En levant l’obligation de visa pour les citoyens africains à partir de 2027, le Tchad rejoint le cercle encore restreint des États du continent qui ont fait le choix de la libre circulation.
Une mesure à forte portée politique
À compter du 1er janvier 2027, les ressortissants africains pourront entrer au Tchad sans visa. Cette annonce a été accueillie par une salve d’applaudissements. Le président Mahamat Idriss Déby Itno a annoncé cette nouvelle lors de l’ouverture du Forum africain de l’eau, organisé à N’Djamena en partenariat avec la Banque mondiale.
Selon les informations recueillies sur place, cette annonce a pris de court les Tchadiens et le gouvernement. « C’était inattendu, je n’étais pas dans la confidence », a concédé Gassim Chérif Mahamat, ministre de la Communication et porte-parole du gouvernement, quelques instants après la prise de parole de Mahamat Idriss Déby Itno.
Une victoire posthume de Kwame Nkrumah ?
Fervent partisan de l’indépendance économique africaine , il considérait l’émancipation totale comme impossible tant que l’Afrique dépendrait des anciennes puissances coloniales pour ses richesses, son commerce et ses infrastructures.
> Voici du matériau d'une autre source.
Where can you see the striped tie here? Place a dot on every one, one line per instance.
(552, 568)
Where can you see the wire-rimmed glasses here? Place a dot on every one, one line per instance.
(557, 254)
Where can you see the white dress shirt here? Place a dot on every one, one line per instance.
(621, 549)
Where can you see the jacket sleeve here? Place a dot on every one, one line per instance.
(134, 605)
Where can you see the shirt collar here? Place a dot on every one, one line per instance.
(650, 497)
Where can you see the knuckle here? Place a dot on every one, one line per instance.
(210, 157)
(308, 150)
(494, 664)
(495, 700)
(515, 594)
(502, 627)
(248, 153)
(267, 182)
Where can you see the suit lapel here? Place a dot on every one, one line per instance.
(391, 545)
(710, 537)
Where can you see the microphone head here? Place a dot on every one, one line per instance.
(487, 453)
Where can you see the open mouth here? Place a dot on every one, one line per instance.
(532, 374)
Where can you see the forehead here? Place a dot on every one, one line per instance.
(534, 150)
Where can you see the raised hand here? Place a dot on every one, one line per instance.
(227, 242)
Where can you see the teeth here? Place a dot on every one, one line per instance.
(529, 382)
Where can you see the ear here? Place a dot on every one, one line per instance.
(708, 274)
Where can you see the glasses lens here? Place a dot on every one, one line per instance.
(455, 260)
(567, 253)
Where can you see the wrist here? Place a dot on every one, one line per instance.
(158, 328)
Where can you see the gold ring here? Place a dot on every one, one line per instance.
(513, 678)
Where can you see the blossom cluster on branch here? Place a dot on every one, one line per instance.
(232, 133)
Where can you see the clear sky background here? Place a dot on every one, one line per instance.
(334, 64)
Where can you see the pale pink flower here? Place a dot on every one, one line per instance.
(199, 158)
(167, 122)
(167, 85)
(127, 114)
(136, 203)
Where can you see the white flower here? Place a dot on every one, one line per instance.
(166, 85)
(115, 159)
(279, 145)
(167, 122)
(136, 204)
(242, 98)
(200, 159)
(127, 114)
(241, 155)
Il rêvait pour l’Afrique une décolonisation totale accompagnée d’une unification politique et économique continentale.
Ce mouvement gagne du terrain et de l’ampleur sur tout le continent soixante ans après nos indépendances, le président tchadien a fait cette annonce face à un parterre de chefs d’État, qu’il avait convié pour cet événement dont il entendait faire une démonstration de force diplomatique : les présidents Brice Clotaire Oligui Nguema (Gabon), Félix Tshisekedi (RDC), Mohamed Ould Cheikh El Ghazouani (Mauritanie) et Romuald Wadagni (Bénin) étaient au premier rang.
En promettant l’exemption de visas à l’ensemble des ressortissants africains, Mahamat Idriss Déby Itno s’inscrit dans un mouvement initié par le Bénin et le Rwanda et qui, depuis, ne cesse de faire des émules : le Ghana a annoncé une mesure similaire en avril dernier, bientôt suivi, le mois suivant, par le Togo et le Congo.
En mai dernier, le président congolais Denis Sassou avait fait la même annonce pour le compte de son pays. Il avait justifié la mesure par la volonté de renforcer la libre circulation des personnes et des biens et de favoriser une coopération accrue entre les États et les peuples du continent.
Les pays africains qui ont annoncé cette mesure et ceux qui l’appliquent déjà partagent tous le même objectif, le rêve de Kwame Nkrumah.